Town, University Cautiously Monitor Evolving Global Coronavirus Threat
By Donald Gilpin
As the epidemic death toll from the 2019 Novel Coronavirus (2019-nCoV) continues to climb — 1,016 by the end of Monday and more than 43,000 sick, in China mostly but also in 24 other countries — Princeton authorities urge caution and focus on preparedness for whatever might be the next development.
“As of February 11, there are currently no cases in New Jersey,” stated Princeton Health Officer Jeffrey Grosser. “The CDC (Center for Disease Control) is stating that the risk to the general public in the United States at this time is low. The CDC is working diligently to identify any new cases in the United States, and when they do, they take every precaution to prevent further illness from spreading.”
Grosser noted that eleven U.S airports, including Newark, had implemented entrance screening to identify passengers from China who may be ill. As of Monday, the CDC had reported 13 confirmed cases of 2019-nCoV in the U.S.
Warning of the spread of the virus, Grosser went on to state that “as surveillance continues, it is expected more cases will be identified. With that said, the New Jersey Department of Health (NJDOH) is monitoring the situation closely and is proactively preparing guidance documents for public health and health care professionals to be able to effectively respond to any cases that may be identified in the state.”

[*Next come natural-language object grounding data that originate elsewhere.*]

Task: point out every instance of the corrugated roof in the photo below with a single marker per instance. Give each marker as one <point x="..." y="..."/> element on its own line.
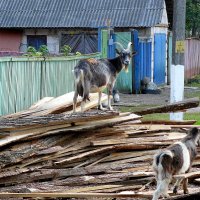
<point x="79" y="13"/>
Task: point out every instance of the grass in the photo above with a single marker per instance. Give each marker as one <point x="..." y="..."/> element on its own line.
<point x="159" y="116"/>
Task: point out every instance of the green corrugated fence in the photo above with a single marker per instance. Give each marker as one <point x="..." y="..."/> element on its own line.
<point x="24" y="81"/>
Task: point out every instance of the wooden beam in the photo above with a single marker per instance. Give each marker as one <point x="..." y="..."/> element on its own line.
<point x="173" y="107"/>
<point x="74" y="195"/>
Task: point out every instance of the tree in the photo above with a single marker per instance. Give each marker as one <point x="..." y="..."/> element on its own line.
<point x="193" y="18"/>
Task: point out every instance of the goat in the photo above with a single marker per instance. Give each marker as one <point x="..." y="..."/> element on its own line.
<point x="176" y="159"/>
<point x="92" y="75"/>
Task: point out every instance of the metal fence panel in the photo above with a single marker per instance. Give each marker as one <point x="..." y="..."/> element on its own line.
<point x="24" y="81"/>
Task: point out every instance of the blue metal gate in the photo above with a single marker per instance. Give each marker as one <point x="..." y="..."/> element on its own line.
<point x="142" y="60"/>
<point x="159" y="58"/>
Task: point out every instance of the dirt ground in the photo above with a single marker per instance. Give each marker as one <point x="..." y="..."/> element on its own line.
<point x="157" y="99"/>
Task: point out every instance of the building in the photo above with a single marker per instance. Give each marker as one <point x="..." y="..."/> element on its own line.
<point x="79" y="23"/>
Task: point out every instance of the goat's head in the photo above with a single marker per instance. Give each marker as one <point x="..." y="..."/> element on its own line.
<point x="125" y="54"/>
<point x="194" y="134"/>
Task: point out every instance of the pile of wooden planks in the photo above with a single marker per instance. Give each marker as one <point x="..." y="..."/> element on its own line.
<point x="47" y="151"/>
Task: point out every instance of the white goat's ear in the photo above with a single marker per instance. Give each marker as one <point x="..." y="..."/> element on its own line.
<point x="134" y="53"/>
<point x="117" y="51"/>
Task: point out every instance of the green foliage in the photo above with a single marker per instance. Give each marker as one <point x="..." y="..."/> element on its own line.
<point x="193" y="17"/>
<point x="66" y="50"/>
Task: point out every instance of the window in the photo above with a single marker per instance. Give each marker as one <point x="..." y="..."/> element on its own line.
<point x="36" y="40"/>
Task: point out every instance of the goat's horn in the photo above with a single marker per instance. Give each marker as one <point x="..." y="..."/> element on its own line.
<point x="119" y="44"/>
<point x="129" y="46"/>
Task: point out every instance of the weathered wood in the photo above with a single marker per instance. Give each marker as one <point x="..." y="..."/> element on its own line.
<point x="75" y="195"/>
<point x="173" y="107"/>
<point x="169" y="122"/>
<point x="188" y="175"/>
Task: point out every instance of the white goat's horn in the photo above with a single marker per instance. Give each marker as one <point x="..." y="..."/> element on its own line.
<point x="119" y="44"/>
<point x="129" y="46"/>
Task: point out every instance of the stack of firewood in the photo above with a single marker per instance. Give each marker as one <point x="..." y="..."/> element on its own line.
<point x="48" y="149"/>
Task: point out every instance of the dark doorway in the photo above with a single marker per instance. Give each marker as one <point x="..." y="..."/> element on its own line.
<point x="36" y="40"/>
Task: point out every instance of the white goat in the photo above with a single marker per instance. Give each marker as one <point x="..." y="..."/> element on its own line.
<point x="176" y="159"/>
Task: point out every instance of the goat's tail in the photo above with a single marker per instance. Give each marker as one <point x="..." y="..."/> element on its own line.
<point x="162" y="164"/>
<point x="81" y="84"/>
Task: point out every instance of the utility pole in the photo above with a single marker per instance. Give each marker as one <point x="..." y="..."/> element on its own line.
<point x="178" y="49"/>
<point x="179" y="19"/>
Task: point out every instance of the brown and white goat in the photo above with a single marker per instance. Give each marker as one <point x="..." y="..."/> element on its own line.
<point x="92" y="75"/>
<point x="176" y="159"/>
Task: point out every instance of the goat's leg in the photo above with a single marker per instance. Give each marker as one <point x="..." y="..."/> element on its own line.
<point x="109" y="100"/>
<point x="99" y="101"/>
<point x="82" y="106"/>
<point x="185" y="186"/>
<point x="178" y="181"/>
<point x="162" y="189"/>
<point x="75" y="101"/>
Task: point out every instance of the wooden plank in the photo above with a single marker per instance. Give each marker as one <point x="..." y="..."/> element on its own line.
<point x="169" y="122"/>
<point x="173" y="107"/>
<point x="74" y="195"/>
<point x="188" y="175"/>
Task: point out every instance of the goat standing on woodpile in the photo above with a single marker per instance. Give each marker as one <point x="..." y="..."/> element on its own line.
<point x="92" y="75"/>
<point x="176" y="159"/>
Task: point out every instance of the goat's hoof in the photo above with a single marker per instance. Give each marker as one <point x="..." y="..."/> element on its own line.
<point x="110" y="108"/>
<point x="186" y="191"/>
<point x="101" y="108"/>
<point x="175" y="190"/>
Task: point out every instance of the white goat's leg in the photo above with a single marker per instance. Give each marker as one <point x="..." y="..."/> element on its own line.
<point x="178" y="181"/>
<point x="162" y="189"/>
<point x="185" y="186"/>
<point x="82" y="106"/>
<point x="99" y="101"/>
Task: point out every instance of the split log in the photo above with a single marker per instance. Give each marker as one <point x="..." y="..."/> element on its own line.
<point x="169" y="122"/>
<point x="173" y="107"/>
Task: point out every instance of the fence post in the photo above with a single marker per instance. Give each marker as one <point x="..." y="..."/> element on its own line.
<point x="104" y="44"/>
<point x="136" y="67"/>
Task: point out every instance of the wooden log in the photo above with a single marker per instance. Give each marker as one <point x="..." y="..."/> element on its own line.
<point x="169" y="122"/>
<point x="74" y="195"/>
<point x="188" y="175"/>
<point x="173" y="107"/>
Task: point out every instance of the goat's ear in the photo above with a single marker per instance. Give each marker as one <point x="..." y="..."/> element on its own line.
<point x="117" y="51"/>
<point x="134" y="53"/>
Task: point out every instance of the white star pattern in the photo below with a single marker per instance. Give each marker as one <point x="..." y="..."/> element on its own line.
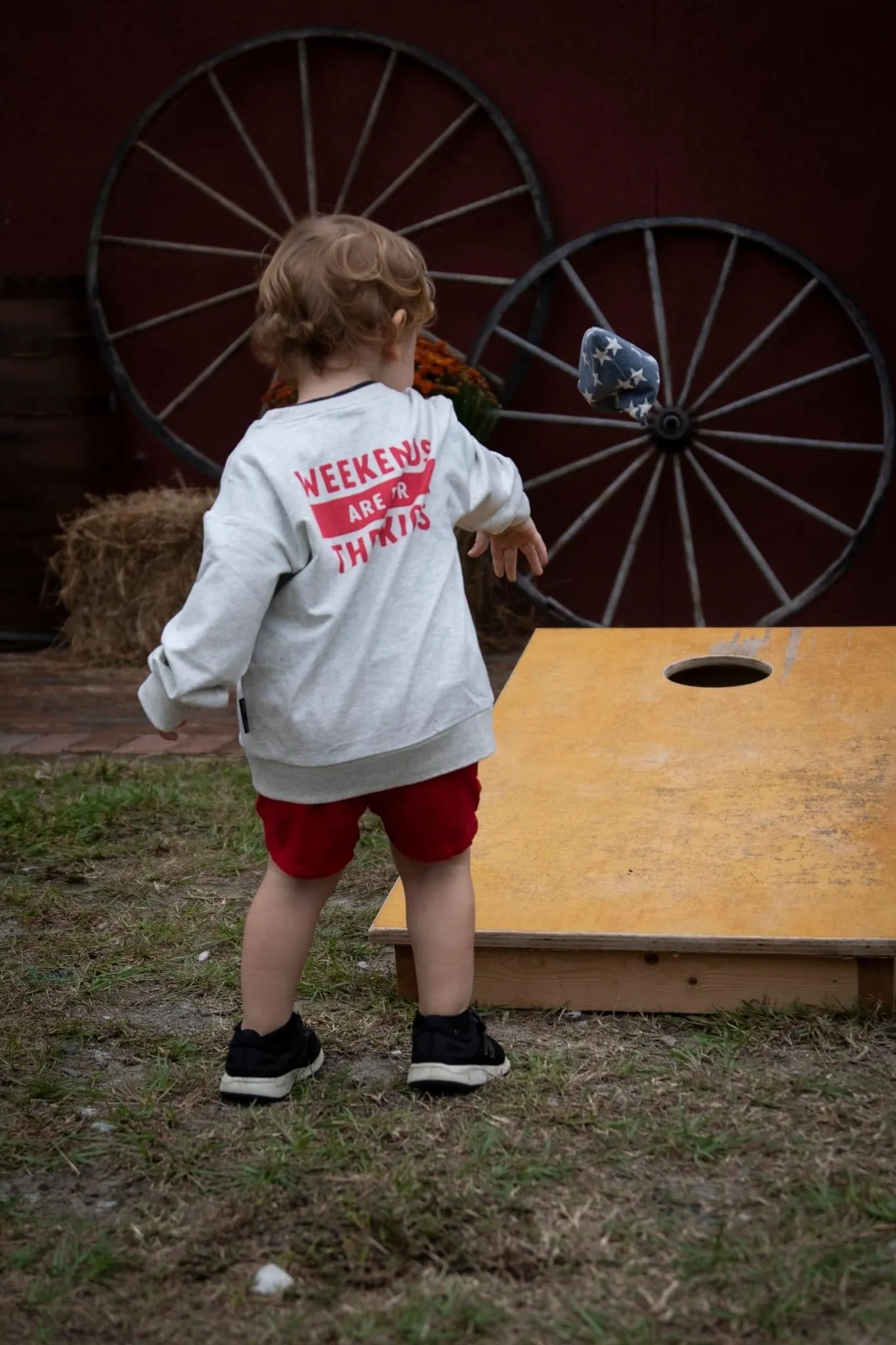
<point x="625" y="376"/>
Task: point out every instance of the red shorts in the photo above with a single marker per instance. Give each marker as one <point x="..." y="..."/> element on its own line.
<point x="430" y="822"/>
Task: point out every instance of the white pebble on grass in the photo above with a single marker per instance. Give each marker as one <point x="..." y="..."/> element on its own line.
<point x="272" y="1279"/>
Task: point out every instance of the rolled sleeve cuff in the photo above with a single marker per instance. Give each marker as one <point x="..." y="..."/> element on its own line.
<point x="161" y="712"/>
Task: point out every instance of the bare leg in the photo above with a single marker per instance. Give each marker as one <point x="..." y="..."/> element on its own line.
<point x="441" y="919"/>
<point x="280" y="929"/>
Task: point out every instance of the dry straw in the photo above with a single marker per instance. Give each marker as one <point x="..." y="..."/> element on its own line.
<point x="128" y="563"/>
<point x="125" y="567"/>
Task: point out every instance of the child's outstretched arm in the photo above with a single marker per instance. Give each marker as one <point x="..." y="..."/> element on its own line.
<point x="492" y="503"/>
<point x="505" y="546"/>
<point x="207" y="646"/>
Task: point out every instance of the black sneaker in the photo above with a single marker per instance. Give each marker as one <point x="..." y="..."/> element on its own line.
<point x="454" y="1055"/>
<point x="265" y="1069"/>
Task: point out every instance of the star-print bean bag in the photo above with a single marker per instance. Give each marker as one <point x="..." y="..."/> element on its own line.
<point x="610" y="368"/>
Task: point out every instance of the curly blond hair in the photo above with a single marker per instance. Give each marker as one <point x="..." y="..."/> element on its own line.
<point x="332" y="286"/>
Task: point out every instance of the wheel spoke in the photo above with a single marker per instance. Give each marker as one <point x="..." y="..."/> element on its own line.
<point x="739" y="530"/>
<point x="778" y="490"/>
<point x="585" y="295"/>
<point x="785" y="387"/>
<point x="161" y="245"/>
<point x="207" y="372"/>
<point x="555" y="418"/>
<point x="575" y="527"/>
<point x="584" y="462"/>
<point x="366" y="132"/>
<point x="421" y="159"/>
<point x="250" y="146"/>
<point x="310" y="167"/>
<point x="757" y="342"/>
<point x="797" y="443"/>
<point x="658" y="313"/>
<point x="622" y="575"/>
<point x="209" y="191"/>
<point x="473" y="280"/>
<point x="464" y="210"/>
<point x="710" y="319"/>
<point x="536" y="350"/>
<point x="687" y="537"/>
<point x="182" y="313"/>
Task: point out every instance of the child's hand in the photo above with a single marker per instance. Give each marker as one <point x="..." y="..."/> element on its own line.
<point x="507" y="545"/>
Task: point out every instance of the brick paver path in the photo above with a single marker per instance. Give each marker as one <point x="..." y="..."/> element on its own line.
<point x="49" y="707"/>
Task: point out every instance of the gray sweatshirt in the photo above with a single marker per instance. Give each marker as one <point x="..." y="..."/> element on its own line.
<point x="331" y="594"/>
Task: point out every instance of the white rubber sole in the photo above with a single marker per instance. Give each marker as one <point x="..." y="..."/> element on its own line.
<point x="459" y="1078"/>
<point x="268" y="1090"/>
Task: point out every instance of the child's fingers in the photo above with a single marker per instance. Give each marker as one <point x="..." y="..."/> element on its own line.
<point x="534" y="557"/>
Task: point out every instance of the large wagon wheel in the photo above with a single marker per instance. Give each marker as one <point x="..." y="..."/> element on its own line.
<point x="766" y="462"/>
<point x="226" y="159"/>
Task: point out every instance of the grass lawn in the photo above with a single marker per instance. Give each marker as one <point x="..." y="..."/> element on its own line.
<point x="633" y="1180"/>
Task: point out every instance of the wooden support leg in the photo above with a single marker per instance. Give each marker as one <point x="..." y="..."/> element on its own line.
<point x="406" y="973"/>
<point x="876" y="984"/>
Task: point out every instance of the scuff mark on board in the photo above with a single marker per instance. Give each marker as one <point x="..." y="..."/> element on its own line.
<point x="747" y="649"/>
<point x="793" y="646"/>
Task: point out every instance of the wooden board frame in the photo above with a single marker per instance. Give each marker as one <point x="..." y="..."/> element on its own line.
<point x="786" y="900"/>
<point x="677" y="982"/>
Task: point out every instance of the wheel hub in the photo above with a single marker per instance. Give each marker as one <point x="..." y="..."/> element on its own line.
<point x="672" y="430"/>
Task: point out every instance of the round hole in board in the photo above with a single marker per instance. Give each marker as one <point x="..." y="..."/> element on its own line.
<point x="717" y="670"/>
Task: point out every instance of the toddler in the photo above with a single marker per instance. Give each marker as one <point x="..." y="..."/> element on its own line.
<point x="331" y="595"/>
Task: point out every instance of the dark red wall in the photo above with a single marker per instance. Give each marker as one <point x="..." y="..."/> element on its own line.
<point x="775" y="115"/>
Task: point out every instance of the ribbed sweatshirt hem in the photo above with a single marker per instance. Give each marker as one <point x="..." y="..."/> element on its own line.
<point x="465" y="743"/>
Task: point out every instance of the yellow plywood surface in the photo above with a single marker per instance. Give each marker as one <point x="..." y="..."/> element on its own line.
<point x="622" y="808"/>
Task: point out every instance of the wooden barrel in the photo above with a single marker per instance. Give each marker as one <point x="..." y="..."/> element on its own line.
<point x="58" y="441"/>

He added, “The Princeton Health Department is actively communicating guidance and recommendations to health care providers to ensure the quickly evolving situation is understood by everyone that is a key partner in this situation.”
The director general of the World Health Organization (WHO) has announced that the proposed official name for 2019-nCoV is severe acute respiratory syndrome coronavirus 2, or SARS-CoV-2. The death toll from 2019-nCoV has surpassed the 774 deaths from the SARS epidemic, which lasted from November 2002 to July 2003.
Grosser pointed out that the CDC, with travel information specific to the new coronavirus on its website, has recommended avoiding non-essential travel to China. Chinese officials have closed transport within and out of Wuhan and other cities in Hubei Province. Grosser urged Princeton residents who have recently traveled from or are planning to travel to China to avoid contact with sick people; avoid animals (alive or dead), animal markets, and products; wash hands often with soap and water for at least 20 seconds, and use an alcohol-based hand sanitizer if soap and water are not available.
Grosser added that older travelers and those with underlying health issues may be at risk for more severe disease and should discuss travel to China with their health care providers.
At Princeton University, University Health Services last week completed comprehensive assessments of nearly 150 members of the University community who had been in China in the previous 14 days.
“Based on that assessment, they are not required to self-quarantine and can follow their normal daily routines on campus and elsewhere,” wrote Vice Provost for International Affairs and Operations Aly Kassam-Remtulla, University Health Services Infectious Disease Physician Irini Daskalaki, and Environmental Health and Safety Executive Director Robin Izzo in a statement to the community.
They continued, “Importantly, none of these people are sick or have reported any symptoms consistent with coronavirus.” Princeton University, the writers emphasized, has been following federal and state government guidance, “including from the New Jersey Department of Health, with whom we are in constant contact.”
Moving forward, University Spokesperson Michael Hotchkiss said that the University was continuing to monitor the situation carefully and “waiting to see what happens in the rest of the world.”
Acknowledging students’ concerns, particularly those of students returning to campus from China, Hotchkiss stated, “Our priority at all times has been to protect the health and well-being of all members of the University community. We have been fortunate that no member of the University community has been sick or had symptoms consistent with the coronavirus infection, although we have been ready to deal with this possibility using evidence-based public health and infection control methods while caring for the sick individuals.”